Steve, Ben, Ali, Elliot, Hannah, Lisa and Sophie on stage as The Krayzies. Photo: Nick Smith

You can see this being escalated already: “You were fed raw steaks, while I had to subsist on gruel.” “You slept in a bed, I had to share the cat’s basket”. Wherever these people go from here, the audience is happy to follow them as soon as the core relationship is established.

We divided into two groups for the evening’s performance, picking from some of our favourite formats from the House Team season. One group was to do the aforementioned gangster show; the other plumped for “Meanwhile”, featuring lots of very quick edits without necessarily requiring a narrative.

I enjoyed this format a lot. Last time out I reflected that while I was pretty good being on stage, I needed to be a better team member while on the wings. Improv relies on quick edits – no improviser ever said “dang, I wish you’d left us hanging a little while longer”. Some improvisers – myself amongst them – worry that they’re being rude by interrupting a scene, but the truth is quite the opposite. Some improvisers – myself among them – worry that they should have a clear idea of what they’re gonna do next before they interrupt and start another scene. I am fighting both of these anxieties with the purifying fire of repeated practice and being 87% braver when on stage.

As always with improv, if I said what happened in the actual show, it would sound complete nonsense to anyone who wasn’t in the room, and as always with me, I am going to tell you anyway. We called our team “Relationships Relationships Relationships”, as a reminder to… focus on relationships. And it went well: after a riotous game where one acts out a previous scene based upon the summary of an audience member (I got to lick a pizza in a chain restaurant and have a shit date – win!), we headed on to our main bit, the aforementioned “meanwhile”.

Our “meanwhile” was set in a financially struggling Disneyland, in which I played Mr Disney, a man always desperate for cost-cutting measures enjoying an exciting new pitch: allowing the customers to operate the rides and perform as the characters themselves, thus significantly cutting down on overheads.

After the show, I hung out with my fellow improv lads and chatted to them and their friends, family, and lovers who had come down to see them perform.

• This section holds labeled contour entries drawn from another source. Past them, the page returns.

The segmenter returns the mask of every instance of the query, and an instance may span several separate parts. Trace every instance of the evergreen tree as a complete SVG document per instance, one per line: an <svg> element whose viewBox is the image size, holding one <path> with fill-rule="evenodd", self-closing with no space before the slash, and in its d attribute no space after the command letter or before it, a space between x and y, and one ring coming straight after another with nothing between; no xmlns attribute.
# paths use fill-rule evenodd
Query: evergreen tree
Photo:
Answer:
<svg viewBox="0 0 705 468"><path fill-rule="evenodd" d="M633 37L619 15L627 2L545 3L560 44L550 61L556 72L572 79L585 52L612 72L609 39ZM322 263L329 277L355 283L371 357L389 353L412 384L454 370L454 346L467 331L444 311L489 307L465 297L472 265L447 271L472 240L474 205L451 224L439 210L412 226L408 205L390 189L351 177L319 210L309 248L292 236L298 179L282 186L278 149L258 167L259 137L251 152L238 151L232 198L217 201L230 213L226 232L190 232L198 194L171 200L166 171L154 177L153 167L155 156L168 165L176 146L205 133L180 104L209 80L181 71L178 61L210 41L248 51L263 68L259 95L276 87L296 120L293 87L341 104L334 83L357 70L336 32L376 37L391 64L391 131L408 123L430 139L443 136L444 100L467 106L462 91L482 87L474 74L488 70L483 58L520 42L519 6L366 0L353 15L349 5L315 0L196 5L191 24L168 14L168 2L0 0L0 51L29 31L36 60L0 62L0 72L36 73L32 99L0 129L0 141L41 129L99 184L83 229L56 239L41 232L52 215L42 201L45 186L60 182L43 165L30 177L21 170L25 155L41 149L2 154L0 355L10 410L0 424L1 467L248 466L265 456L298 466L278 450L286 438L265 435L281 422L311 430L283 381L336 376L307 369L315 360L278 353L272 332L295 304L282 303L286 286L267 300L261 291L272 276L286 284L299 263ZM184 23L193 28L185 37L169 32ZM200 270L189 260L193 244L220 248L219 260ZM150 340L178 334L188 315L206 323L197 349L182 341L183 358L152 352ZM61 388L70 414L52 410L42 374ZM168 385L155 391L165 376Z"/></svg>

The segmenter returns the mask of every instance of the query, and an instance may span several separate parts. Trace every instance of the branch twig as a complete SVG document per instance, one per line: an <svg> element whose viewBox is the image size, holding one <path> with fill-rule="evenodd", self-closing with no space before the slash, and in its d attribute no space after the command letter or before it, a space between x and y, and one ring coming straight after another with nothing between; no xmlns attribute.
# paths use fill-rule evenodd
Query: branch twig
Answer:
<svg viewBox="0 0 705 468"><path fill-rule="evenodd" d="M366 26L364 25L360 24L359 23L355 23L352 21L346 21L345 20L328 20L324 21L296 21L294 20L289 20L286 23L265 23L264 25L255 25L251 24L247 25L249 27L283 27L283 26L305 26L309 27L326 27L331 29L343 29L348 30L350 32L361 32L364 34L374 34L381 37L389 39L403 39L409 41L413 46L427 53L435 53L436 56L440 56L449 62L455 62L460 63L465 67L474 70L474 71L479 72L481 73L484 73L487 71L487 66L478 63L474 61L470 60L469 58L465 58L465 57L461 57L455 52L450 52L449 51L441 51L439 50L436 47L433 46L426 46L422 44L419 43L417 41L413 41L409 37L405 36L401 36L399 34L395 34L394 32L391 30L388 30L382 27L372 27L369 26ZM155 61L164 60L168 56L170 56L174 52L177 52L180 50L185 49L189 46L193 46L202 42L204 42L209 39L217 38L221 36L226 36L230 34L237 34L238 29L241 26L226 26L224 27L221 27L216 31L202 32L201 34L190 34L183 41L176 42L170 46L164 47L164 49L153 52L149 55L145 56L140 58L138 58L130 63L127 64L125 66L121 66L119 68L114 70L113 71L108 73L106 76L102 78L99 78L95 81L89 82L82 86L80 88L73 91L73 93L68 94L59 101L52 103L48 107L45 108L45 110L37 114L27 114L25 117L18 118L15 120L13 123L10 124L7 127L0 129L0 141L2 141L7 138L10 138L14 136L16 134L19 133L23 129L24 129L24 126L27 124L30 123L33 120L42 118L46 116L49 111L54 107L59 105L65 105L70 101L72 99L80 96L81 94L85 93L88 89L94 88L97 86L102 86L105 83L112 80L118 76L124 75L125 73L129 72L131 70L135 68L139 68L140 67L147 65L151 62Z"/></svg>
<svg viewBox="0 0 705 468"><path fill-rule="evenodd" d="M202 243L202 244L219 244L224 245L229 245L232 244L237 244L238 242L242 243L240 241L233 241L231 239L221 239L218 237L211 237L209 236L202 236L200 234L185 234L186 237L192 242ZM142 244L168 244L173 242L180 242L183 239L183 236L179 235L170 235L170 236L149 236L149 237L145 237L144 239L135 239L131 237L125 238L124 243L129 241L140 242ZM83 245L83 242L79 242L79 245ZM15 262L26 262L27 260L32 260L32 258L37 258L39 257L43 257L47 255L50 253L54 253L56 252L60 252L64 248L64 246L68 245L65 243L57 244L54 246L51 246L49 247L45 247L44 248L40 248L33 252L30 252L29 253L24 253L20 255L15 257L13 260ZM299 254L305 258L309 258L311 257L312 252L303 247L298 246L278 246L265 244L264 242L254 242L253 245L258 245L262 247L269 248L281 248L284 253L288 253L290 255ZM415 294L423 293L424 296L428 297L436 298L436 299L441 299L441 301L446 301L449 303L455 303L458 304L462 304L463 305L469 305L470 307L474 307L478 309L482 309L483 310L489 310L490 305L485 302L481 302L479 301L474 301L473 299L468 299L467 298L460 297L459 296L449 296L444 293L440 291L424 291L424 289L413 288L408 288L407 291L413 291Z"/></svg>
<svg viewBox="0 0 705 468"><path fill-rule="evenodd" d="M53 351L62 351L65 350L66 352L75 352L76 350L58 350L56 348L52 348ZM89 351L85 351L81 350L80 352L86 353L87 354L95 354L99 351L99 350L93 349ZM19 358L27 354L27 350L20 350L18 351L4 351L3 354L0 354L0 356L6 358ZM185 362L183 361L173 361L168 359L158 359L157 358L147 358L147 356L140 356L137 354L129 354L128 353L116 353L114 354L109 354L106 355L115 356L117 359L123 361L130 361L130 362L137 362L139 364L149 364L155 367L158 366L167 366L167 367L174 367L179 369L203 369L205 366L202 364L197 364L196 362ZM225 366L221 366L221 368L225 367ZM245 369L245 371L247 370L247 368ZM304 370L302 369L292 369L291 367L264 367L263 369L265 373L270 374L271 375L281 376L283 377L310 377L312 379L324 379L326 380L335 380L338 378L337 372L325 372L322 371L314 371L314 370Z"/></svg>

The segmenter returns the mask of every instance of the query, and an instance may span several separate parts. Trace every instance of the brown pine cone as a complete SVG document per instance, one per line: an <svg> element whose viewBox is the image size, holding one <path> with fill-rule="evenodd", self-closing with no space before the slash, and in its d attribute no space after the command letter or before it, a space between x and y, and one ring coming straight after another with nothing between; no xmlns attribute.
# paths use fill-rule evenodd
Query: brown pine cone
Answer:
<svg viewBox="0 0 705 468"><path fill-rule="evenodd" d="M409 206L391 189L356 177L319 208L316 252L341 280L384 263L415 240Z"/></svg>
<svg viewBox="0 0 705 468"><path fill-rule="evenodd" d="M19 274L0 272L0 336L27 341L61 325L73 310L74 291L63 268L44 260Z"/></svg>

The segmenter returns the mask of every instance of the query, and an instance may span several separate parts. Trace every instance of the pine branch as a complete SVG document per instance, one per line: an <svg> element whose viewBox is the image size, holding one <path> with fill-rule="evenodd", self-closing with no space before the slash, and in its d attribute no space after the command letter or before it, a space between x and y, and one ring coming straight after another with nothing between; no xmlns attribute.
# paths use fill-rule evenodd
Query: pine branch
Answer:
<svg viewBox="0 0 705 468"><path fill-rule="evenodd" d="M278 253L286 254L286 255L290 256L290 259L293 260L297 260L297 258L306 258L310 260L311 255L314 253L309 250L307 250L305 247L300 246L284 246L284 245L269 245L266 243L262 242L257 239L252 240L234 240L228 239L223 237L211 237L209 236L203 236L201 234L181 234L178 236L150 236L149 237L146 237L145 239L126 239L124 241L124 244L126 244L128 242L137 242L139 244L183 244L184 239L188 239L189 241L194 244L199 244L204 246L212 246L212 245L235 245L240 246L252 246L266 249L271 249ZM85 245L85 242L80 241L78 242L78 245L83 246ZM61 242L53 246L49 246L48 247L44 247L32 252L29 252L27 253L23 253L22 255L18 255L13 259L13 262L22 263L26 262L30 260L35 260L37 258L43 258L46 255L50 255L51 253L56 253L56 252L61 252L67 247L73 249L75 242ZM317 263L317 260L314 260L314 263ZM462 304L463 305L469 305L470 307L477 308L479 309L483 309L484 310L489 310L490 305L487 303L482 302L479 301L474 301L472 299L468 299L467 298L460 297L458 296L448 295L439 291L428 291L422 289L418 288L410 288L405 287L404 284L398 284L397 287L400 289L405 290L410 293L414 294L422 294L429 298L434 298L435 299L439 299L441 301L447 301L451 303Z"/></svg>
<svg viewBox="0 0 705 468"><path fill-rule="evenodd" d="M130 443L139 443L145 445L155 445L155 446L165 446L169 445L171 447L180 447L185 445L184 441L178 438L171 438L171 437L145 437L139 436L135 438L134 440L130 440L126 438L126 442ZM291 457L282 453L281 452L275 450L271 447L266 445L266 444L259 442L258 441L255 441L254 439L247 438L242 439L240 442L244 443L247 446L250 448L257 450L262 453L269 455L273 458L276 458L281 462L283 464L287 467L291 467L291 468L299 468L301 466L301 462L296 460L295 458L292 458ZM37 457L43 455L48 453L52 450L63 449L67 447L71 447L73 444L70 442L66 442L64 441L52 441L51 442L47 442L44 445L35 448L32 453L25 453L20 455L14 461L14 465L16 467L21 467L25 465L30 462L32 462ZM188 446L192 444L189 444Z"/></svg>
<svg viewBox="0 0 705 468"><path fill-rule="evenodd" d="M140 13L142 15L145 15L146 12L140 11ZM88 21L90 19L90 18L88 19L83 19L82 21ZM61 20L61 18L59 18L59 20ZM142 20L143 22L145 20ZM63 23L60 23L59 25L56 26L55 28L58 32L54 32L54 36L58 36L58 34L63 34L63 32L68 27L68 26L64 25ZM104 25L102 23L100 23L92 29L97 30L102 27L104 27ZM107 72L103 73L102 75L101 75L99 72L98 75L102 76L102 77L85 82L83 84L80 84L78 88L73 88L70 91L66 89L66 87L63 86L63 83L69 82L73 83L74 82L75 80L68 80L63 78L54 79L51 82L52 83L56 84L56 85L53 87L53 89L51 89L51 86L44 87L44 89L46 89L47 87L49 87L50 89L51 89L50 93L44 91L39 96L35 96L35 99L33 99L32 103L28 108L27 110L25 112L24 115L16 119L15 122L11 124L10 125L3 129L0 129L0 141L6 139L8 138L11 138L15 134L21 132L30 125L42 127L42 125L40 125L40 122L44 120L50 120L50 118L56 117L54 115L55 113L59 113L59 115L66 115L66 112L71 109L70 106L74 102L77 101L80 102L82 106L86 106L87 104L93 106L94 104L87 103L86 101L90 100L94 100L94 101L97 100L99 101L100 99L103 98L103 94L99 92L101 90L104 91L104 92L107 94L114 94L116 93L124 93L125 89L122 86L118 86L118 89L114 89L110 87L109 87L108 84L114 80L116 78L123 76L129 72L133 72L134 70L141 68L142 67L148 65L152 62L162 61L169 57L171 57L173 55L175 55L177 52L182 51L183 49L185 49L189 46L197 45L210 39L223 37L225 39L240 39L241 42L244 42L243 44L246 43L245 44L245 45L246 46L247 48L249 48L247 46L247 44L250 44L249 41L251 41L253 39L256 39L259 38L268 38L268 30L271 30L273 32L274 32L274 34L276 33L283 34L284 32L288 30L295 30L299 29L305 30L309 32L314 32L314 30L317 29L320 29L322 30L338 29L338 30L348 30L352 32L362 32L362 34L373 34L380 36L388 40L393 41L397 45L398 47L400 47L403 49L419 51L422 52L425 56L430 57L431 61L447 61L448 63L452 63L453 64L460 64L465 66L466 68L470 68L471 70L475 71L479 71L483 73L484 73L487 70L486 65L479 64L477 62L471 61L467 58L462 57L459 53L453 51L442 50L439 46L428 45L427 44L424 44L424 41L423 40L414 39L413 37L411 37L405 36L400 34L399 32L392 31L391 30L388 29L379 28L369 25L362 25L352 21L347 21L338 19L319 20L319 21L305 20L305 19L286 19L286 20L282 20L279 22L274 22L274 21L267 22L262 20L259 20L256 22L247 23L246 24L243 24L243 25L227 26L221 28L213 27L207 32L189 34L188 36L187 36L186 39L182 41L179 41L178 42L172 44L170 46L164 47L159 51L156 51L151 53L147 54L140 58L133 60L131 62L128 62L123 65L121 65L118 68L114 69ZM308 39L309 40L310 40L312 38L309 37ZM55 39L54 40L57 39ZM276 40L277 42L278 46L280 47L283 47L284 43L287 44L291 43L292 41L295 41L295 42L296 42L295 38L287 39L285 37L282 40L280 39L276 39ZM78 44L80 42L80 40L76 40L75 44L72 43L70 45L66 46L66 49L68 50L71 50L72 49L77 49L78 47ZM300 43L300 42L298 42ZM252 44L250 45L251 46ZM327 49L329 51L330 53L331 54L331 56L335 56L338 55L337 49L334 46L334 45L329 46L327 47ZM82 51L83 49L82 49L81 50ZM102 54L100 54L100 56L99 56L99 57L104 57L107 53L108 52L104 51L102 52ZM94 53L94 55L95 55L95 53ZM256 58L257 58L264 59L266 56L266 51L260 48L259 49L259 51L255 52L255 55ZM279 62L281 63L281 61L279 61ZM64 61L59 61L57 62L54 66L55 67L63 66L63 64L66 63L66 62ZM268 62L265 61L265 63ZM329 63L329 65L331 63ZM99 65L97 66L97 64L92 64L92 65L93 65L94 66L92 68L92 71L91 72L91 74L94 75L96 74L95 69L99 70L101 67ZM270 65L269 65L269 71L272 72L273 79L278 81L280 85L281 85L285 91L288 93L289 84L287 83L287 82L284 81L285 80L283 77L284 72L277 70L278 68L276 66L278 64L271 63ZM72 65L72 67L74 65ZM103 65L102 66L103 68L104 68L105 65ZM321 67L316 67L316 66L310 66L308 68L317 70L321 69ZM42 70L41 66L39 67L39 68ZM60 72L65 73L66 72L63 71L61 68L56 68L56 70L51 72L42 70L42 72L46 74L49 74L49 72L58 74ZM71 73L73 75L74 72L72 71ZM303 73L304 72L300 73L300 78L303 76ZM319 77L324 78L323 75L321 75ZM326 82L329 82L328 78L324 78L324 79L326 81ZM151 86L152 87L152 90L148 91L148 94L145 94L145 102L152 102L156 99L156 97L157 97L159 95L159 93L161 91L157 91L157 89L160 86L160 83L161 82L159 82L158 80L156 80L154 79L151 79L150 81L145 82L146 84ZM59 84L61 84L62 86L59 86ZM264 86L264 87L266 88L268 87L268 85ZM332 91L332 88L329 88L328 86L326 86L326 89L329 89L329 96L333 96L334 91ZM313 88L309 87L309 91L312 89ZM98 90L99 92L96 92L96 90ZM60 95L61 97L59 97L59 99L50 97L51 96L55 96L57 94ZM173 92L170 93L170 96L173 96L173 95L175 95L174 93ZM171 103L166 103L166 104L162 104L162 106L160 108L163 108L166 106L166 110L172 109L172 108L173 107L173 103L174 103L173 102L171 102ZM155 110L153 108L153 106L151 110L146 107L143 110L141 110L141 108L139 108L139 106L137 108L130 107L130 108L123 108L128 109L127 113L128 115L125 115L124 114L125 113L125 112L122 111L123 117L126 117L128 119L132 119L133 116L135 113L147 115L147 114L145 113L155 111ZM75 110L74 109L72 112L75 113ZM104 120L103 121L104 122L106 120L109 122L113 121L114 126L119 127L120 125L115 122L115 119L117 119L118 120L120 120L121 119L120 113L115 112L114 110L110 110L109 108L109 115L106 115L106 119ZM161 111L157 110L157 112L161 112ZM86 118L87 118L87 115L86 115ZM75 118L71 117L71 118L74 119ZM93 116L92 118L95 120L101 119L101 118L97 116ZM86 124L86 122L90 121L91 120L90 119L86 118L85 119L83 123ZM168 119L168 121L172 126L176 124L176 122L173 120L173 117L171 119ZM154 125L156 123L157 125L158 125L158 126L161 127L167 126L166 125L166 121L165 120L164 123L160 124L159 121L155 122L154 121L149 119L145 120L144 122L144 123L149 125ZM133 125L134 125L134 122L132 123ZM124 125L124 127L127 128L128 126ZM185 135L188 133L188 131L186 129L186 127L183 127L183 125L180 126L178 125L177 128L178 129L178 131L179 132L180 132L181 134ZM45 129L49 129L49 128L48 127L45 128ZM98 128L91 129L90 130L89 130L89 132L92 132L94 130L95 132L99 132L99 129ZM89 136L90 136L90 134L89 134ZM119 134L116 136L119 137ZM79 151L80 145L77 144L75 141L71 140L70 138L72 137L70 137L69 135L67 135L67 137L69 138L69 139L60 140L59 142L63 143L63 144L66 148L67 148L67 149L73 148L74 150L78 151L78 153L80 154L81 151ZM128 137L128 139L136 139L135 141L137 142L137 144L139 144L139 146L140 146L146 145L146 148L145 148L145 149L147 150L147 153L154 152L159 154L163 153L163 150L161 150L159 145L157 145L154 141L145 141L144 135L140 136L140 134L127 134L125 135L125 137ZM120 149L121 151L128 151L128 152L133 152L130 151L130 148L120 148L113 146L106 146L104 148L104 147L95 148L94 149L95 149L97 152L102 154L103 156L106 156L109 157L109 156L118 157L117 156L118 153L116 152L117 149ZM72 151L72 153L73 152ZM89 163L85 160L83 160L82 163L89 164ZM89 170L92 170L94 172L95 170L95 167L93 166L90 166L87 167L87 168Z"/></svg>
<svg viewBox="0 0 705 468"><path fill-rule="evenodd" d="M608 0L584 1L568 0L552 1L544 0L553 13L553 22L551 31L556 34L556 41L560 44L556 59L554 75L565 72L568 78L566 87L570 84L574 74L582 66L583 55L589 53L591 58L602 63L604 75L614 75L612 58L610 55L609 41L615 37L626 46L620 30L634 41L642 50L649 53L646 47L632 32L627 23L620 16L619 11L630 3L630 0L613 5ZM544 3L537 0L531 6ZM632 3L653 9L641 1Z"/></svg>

I think – hope – I’ve made at least one or two firm friends from this experience, and after a few years feeling like a bit of a sore thumb at improv shows, I now feel part of the gang and not just a weirdo hanger-on. This goes against my natural disinclination to enjoy cliques, so I’m sure I’ll still lurk, weirdly, on the edges of the improv world. But for now, I’ve definitely drunk the Kool Aid – I’m back on stage in one day’s time.

Photo: Nick Smith.

[1] I’m in the latter group – while we’re still working out exactly how the thing works, it definitely has potential. I got to call someone a “Mother Fudger”, for example. You can’t ask for more than that on an evening out.